Google is worth bazillions of dollars because they’ve created a commodities market: people bid a price on a keyword, and when someone clicks, that keyword bid is consumed, just like a barrel of oil, pork hind, or frozen concentrated orange juice. The trick is that the core commodity here, marketing budgets, is pretty large and very renewable, and with constant upwared pressure on prices.
If we were to look at this system like a commodities market, would it be possible to create a derivatives market? Could one short-sell keyword bids? Could one create meta-bids on the value of a group of keywords? One possible model might be to offer a time-limited, set price for clicks for a given keyword regardless of the current “market price” trading on that keyword position.
For example:
- Let’s call our derivative trading company “Keyword Derivatives, Inc”
- An online shoe company buys a contract from “Keyword Derivatives, Inc” for 100 clicks before the end of the week for “Chuck Taylor High Tops” at $1 each. Total price of the contract: $100.
- Keyword Derivative traders in turn will bid to get position for “Chuck Taylor High Tops“. Depending on demand, they may pay Google $.05 per click, they may end up paying $5 per click. Keyword Derivatives is assuming that risk.

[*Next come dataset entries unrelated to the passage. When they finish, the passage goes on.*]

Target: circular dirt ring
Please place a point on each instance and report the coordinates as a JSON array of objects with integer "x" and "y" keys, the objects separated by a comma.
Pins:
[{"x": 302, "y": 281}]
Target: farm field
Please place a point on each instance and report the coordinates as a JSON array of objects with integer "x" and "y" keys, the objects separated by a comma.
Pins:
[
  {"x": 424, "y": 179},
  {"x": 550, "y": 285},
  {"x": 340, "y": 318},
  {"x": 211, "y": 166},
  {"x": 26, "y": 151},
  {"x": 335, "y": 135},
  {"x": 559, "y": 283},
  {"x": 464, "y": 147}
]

- Keyword Derivative traders must increase their bid amounts in order to fulfill the 100 clicks before the end of the week, while trying to maintain their profit margin by keeping bids under $1. Keyword Derivatives may end up spending $50 to google, it may also end up spending $172, depending on its ability to optimize keyword placement and bidding strategy.
Many ecommerce companies try to manage their keyword budget as a certain percentage of sales. Most companies who are buying keywords have a set price in mind for the cost of acquiring a customer. The problem is that the bid structure of Google keywords is highly volatile and only trackable in hindsight This makes keyword management very hard to manage and track for optimization. There are many keyword management companies out there with predictive modeling to try and guess the optimal price for a given bid, but what if these companies were to go ahead and offer their own set price, and take care of the optimal bid themselves? The keyword management software company could actually become a keyword brokerage. They have the expertise, the software, and the ability to contract with their client to deliver the clicks. The only missing part here is the in-house arbitration expert to figure out how much risk is in the keyword, and what price to charge the client for the guaranteed 100 clicks.
Hmmm… this might just work. Does anyone know any quants looking for a job?